Boosting builds models in sequence:
first small tree -> find errors -> next small tree focuses on errors -> repeat
In sklearn, start with GradientBoostingClassifier or HistGradientBoostingClassifier. In real tabular projects, XGBoost, LightGBM, and CatBoost are common external libraries, but do not add them before the sklearn baseline is clear.
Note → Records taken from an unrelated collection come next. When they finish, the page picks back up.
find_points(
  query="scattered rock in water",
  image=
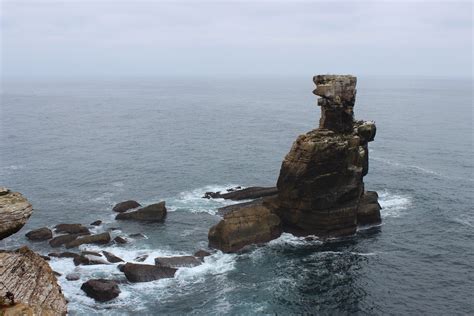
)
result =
(71, 229)
(32, 283)
(111, 257)
(229, 208)
(177, 262)
(248, 225)
(201, 254)
(39, 234)
(120, 240)
(91, 253)
(73, 276)
(58, 241)
(153, 213)
(101, 290)
(125, 206)
(14, 212)
(141, 258)
(135, 272)
(320, 186)
(103, 238)
(368, 212)
(243, 194)
(137, 235)
(87, 260)
(65, 254)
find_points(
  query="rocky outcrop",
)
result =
(14, 212)
(320, 184)
(250, 224)
(135, 272)
(151, 213)
(243, 194)
(31, 283)
(125, 206)
(71, 229)
(177, 262)
(100, 239)
(101, 290)
(39, 234)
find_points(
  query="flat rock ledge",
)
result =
(14, 212)
(32, 282)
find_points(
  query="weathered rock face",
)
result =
(247, 225)
(320, 183)
(152, 213)
(14, 212)
(32, 282)
(125, 206)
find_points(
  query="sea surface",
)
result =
(75, 148)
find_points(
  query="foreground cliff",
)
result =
(320, 190)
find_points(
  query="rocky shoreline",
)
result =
(319, 192)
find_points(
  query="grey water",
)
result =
(75, 148)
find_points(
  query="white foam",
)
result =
(393, 205)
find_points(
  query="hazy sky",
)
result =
(235, 38)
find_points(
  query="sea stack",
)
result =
(320, 187)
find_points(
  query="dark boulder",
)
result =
(252, 224)
(153, 213)
(111, 257)
(66, 254)
(58, 241)
(125, 206)
(103, 238)
(120, 240)
(71, 229)
(201, 254)
(101, 290)
(243, 194)
(73, 276)
(177, 262)
(135, 272)
(40, 234)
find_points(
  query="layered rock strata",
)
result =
(14, 212)
(321, 179)
(31, 283)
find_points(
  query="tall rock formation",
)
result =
(320, 187)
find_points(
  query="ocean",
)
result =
(75, 148)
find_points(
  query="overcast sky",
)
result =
(239, 38)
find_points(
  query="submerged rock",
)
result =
(177, 262)
(58, 241)
(14, 212)
(135, 272)
(39, 234)
(103, 238)
(71, 229)
(32, 284)
(125, 206)
(320, 183)
(153, 213)
(101, 290)
(111, 257)
(251, 224)
(243, 194)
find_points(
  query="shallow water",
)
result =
(76, 148)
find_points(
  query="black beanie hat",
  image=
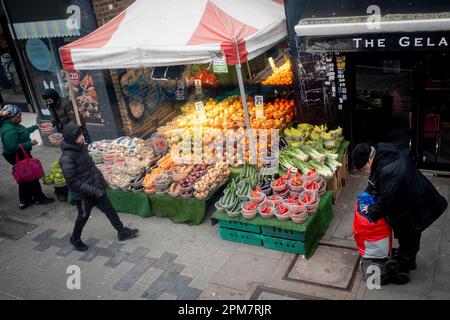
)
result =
(360, 155)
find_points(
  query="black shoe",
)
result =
(392, 266)
(78, 244)
(127, 233)
(24, 205)
(400, 278)
(45, 201)
(404, 265)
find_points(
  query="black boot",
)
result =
(78, 244)
(405, 264)
(127, 233)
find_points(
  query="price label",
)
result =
(259, 107)
(199, 106)
(219, 62)
(198, 86)
(201, 111)
(272, 64)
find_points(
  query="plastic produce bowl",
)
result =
(299, 218)
(247, 211)
(259, 199)
(313, 177)
(312, 208)
(295, 188)
(271, 205)
(283, 217)
(311, 193)
(297, 209)
(233, 214)
(278, 188)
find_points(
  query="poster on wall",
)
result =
(85, 94)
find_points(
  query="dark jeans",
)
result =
(30, 191)
(84, 211)
(409, 245)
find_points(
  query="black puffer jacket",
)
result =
(82, 176)
(404, 195)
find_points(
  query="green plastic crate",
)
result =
(240, 236)
(279, 244)
(281, 233)
(237, 225)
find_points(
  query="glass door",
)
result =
(434, 116)
(384, 108)
(11, 86)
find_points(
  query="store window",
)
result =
(11, 89)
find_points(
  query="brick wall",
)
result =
(151, 122)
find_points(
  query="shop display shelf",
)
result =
(281, 233)
(286, 245)
(241, 236)
(237, 225)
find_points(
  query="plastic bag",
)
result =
(373, 239)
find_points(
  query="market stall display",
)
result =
(281, 76)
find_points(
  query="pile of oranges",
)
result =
(282, 76)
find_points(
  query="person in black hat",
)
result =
(87, 185)
(404, 196)
(62, 111)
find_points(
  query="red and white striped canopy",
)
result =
(175, 32)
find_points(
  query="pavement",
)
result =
(179, 261)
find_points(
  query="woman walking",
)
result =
(13, 134)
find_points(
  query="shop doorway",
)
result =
(12, 89)
(434, 115)
(385, 106)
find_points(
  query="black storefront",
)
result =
(31, 34)
(381, 70)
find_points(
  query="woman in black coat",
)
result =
(87, 185)
(404, 196)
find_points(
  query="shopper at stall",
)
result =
(62, 111)
(403, 195)
(87, 185)
(13, 134)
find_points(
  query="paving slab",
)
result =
(242, 269)
(330, 266)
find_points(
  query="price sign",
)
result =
(272, 64)
(198, 86)
(219, 62)
(201, 111)
(259, 107)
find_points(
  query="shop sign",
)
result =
(201, 111)
(38, 54)
(382, 42)
(259, 107)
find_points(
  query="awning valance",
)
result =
(45, 29)
(392, 23)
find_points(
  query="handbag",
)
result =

First tuning order for boosting:
| Step | Change | Why |
|---|---|---|
| 1 | learning_rate and n_estimators | controls step size and training length |
| 2 | max_depth / leaf settings | controls model complexity |
| 3 | validation or early stopping | stops overfitting |
| 4 | feature preprocessing | improves signal quality |
Stacking Safely

Stacking is powerful only if the meta-model sees out-of-fold predictions:
train base models in CV folds -> collect out-of-fold predictions -> train meta-model -> evaluate on holdout test
Use sklearn's StackingClassifier(cv=5) instead of manually reusing predictions from the training rows.
Choosing a Model
| Situation | Start with |
|---|---|
| need a strong, stable baseline | Random Forest |
| tabular data with many nonlinear patterns | Gradient Boosting / XGBoost / LightGBM |
| categorical-heavy tabular data | CatBoost, after baseline |
| several model families perform differently | Stacking with cross-validation |
| need easiest explanation | shallow tree or Random Forest feature importance |
Common Failures
| Symptom | First check | Usual fix |
|---|---|---|
| ensemble barely beats one tree | features are weak or split is unstable | add features, use cross-validation |
| train score high, test score low | overfitting | lower depth, increase leaf size, add validation |
| boosting gets worse as trees increase | too many rounds | reduce learning rate or use early stopping |
| stacking looks unrealistically perfect | leakage | use out-of-fold predictions or StackingClassifier(cv=...) |
| feature importance overread | correlated features | validate with permutation importance or ablation |
Practice
- Change Random Forest
max_depthfrom6to3andNone. - Change Gradient Boosting
learning_ratefrom0.05to0.2. - Remove
cv=5from your mental model and explain why stacking would leak without cross-validation. - Save a model comparison table and one paragraph explaining which model you would ship first.
Pass Check
You are ready to continue when you can explain:
- the difference between Bagging and Boosting;
- why Random Forest is usually safer than one tree;
- why Boosting needs validation control;
- why Stacking must use cross-validation;
- why the best leaderboard score is not always the best production choice.